It seems that time alone during the school day is a very precious thing for introverts. Another young man mentioned an interesting approach to his introversion. "I liked elementary school as long as I could be allowed to play alone," he says. "Whenever I was forced to play with others, I tended to become the leader, ironically. My theory is that I spent so much time alone that I was able to develop play plans complete with instructions and I noticed that sociable kids had a sort of freeform way of playing which they seemed to enjoy but which would, because of the lack of outlines, devolve into confrontations between them. So when I was forced to interact with them, I came with fun ideas of things to do but they were organized and the other kids gravitated towards organized play. Weird, huh? I have a feeling that loners often appear to others as self-contained and perhaps organized because we usually have time to think things through until we come up with complete plans. People, I've noticed, like to follow those they perceive as knowing what they're doing." Well, there's a young man who has a lot of self awareness.

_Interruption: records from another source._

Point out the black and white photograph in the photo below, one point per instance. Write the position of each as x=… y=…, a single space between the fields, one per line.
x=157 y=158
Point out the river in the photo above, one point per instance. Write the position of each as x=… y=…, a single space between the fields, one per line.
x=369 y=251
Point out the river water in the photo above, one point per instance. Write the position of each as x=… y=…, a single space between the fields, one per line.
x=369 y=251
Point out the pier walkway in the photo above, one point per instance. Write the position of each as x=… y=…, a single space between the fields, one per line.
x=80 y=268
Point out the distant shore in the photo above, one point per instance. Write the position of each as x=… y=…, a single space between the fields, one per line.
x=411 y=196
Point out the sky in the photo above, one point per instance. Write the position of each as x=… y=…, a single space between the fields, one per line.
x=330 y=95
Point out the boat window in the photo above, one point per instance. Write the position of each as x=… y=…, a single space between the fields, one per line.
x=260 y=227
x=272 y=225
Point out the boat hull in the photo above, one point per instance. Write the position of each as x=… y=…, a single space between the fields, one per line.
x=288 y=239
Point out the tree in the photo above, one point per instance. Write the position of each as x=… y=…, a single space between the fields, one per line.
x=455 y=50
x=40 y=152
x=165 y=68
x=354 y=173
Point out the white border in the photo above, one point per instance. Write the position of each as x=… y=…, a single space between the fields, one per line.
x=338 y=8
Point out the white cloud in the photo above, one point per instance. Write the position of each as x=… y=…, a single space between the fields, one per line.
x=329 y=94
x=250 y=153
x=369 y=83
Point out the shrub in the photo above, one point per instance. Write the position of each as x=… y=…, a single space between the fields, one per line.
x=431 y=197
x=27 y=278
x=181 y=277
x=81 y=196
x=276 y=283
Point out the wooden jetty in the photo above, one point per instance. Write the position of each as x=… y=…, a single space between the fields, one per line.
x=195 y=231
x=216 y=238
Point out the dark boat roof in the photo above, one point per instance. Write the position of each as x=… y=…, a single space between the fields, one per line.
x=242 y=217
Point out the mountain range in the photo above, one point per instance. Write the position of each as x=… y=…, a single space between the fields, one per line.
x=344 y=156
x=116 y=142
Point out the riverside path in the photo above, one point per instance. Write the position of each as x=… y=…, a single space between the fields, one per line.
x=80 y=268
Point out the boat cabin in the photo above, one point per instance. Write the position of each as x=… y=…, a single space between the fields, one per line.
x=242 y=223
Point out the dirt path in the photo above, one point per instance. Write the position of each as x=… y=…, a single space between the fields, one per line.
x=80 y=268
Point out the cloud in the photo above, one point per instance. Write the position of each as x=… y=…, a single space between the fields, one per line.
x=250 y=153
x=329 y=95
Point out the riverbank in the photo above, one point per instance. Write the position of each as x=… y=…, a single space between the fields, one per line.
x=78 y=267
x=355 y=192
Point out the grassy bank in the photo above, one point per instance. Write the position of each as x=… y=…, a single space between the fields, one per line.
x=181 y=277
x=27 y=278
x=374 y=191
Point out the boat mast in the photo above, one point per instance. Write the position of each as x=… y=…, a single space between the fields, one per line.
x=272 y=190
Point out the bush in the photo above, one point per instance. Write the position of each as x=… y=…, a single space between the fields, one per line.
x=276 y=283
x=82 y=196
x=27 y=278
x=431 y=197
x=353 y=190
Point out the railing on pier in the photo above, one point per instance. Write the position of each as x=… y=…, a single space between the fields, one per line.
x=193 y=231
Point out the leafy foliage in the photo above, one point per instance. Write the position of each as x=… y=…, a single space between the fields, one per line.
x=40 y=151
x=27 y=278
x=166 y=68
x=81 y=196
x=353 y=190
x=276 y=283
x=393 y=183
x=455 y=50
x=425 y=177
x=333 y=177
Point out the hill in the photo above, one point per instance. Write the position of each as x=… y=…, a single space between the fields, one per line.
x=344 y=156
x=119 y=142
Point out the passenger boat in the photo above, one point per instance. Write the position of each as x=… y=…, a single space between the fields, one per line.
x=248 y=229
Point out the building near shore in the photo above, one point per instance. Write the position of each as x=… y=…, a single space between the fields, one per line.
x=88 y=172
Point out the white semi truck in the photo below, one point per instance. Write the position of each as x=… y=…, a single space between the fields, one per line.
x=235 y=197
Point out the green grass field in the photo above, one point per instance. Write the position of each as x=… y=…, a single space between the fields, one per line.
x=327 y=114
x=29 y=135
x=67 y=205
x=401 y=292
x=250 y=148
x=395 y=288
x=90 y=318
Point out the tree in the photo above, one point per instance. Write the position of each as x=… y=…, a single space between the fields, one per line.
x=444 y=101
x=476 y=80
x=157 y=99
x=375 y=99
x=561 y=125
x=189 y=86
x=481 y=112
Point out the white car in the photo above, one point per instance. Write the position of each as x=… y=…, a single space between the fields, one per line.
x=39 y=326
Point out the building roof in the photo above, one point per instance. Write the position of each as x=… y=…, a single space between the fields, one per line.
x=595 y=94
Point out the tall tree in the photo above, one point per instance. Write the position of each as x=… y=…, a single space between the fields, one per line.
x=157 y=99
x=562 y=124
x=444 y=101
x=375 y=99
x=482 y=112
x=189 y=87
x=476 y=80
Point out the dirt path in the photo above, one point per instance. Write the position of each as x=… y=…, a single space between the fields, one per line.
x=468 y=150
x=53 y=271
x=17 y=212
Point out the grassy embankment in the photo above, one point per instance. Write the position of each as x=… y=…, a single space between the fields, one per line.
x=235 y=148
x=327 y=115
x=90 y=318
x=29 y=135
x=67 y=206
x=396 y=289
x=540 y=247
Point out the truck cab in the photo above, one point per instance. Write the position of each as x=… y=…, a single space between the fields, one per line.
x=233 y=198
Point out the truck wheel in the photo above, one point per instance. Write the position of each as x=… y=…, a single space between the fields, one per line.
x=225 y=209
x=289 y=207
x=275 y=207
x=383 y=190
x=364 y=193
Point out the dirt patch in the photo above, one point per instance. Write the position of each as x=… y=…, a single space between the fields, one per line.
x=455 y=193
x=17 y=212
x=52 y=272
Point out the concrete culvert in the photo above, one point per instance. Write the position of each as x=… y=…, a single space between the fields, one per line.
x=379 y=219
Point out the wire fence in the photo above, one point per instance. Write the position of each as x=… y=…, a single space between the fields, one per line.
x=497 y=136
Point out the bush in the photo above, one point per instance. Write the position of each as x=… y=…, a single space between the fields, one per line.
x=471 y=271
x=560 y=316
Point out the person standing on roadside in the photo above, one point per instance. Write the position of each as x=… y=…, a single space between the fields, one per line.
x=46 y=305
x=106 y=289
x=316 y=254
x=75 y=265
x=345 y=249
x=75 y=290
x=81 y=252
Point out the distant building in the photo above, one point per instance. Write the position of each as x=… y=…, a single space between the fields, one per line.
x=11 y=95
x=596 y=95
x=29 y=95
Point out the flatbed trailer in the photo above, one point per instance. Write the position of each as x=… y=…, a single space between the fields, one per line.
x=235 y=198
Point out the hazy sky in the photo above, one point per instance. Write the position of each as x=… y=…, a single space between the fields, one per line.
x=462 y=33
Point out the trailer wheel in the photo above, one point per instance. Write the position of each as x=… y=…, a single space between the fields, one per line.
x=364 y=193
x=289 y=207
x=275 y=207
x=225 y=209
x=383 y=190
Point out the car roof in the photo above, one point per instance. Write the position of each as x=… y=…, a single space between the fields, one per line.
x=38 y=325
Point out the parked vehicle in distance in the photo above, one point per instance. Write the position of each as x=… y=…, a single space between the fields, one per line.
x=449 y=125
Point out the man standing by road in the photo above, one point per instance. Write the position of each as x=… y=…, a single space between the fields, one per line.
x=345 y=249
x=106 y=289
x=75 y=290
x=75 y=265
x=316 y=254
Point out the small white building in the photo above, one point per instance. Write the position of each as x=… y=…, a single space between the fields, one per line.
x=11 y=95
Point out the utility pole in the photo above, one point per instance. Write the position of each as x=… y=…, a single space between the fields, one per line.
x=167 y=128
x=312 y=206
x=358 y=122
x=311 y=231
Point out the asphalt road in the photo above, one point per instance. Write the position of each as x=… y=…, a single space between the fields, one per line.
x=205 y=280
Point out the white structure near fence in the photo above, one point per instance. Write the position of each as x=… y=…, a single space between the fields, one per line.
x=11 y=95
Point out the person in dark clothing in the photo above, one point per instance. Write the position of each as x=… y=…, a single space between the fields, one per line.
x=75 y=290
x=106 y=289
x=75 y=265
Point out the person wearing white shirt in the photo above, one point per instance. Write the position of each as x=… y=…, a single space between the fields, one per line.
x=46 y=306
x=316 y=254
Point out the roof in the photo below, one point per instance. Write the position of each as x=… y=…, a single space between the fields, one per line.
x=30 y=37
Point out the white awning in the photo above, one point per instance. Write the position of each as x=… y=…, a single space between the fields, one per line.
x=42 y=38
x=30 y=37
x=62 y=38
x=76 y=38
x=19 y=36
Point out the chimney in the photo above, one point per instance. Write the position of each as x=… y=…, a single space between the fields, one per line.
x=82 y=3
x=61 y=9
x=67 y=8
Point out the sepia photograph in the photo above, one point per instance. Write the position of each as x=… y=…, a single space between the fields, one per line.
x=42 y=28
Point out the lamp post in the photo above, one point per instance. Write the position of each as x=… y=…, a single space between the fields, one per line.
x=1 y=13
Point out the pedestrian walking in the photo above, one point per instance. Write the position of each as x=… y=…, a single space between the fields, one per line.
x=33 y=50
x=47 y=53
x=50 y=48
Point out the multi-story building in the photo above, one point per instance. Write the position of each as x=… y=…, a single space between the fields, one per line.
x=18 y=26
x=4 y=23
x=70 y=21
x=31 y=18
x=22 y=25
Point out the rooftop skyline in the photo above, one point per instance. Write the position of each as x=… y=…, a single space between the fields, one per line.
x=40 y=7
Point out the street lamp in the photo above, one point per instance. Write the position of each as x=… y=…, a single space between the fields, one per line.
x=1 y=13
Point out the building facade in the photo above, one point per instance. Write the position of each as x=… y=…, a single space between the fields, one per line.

For some, though, being "different" was not "ok". "I enjoyed elementary school somewhat," says Caroline. "[But] I didn't like being different - caring about different things and seeing things differently than others." Another agreed. "If I would pick a phrase to describe school, I'd go with 'living hell'," she said.

As a result of many in-depth discussions with introverts, we would like to recommend some things to buffer your introverted child's elementary school years.

NANCY'S TOP NINE WAYS TO GRACE YOUR INTROVERTED CHILD DURING THE ELEMENTARY SCHOOL YEARS

1. Take the pressure off relating and social skills and keep it on academics and sports where your kid can excel!

2. Your child will often be teacher's pet. Recognize this whether they do or not and give it value. Extroverted parents worry that this will make their child unpopular but introverted kids don't care if they are "popular" or not so they have much to gain and nothing to lose by being teacher's pet.

3. Bless your child's independence and ability to stand alone against the crowd. In high school this may keep them from doing drugs, having sex, cheating on exams and other things kids do to "get along"

4. Provide extra curricular activities that can be pursued alone. Popular favorites are individual sports, collections (stamps, baseball cards, etc.), some after school jobs such as mowing lawns or baby sitting, music lessons, walking the dog, being on the internet&#8230;.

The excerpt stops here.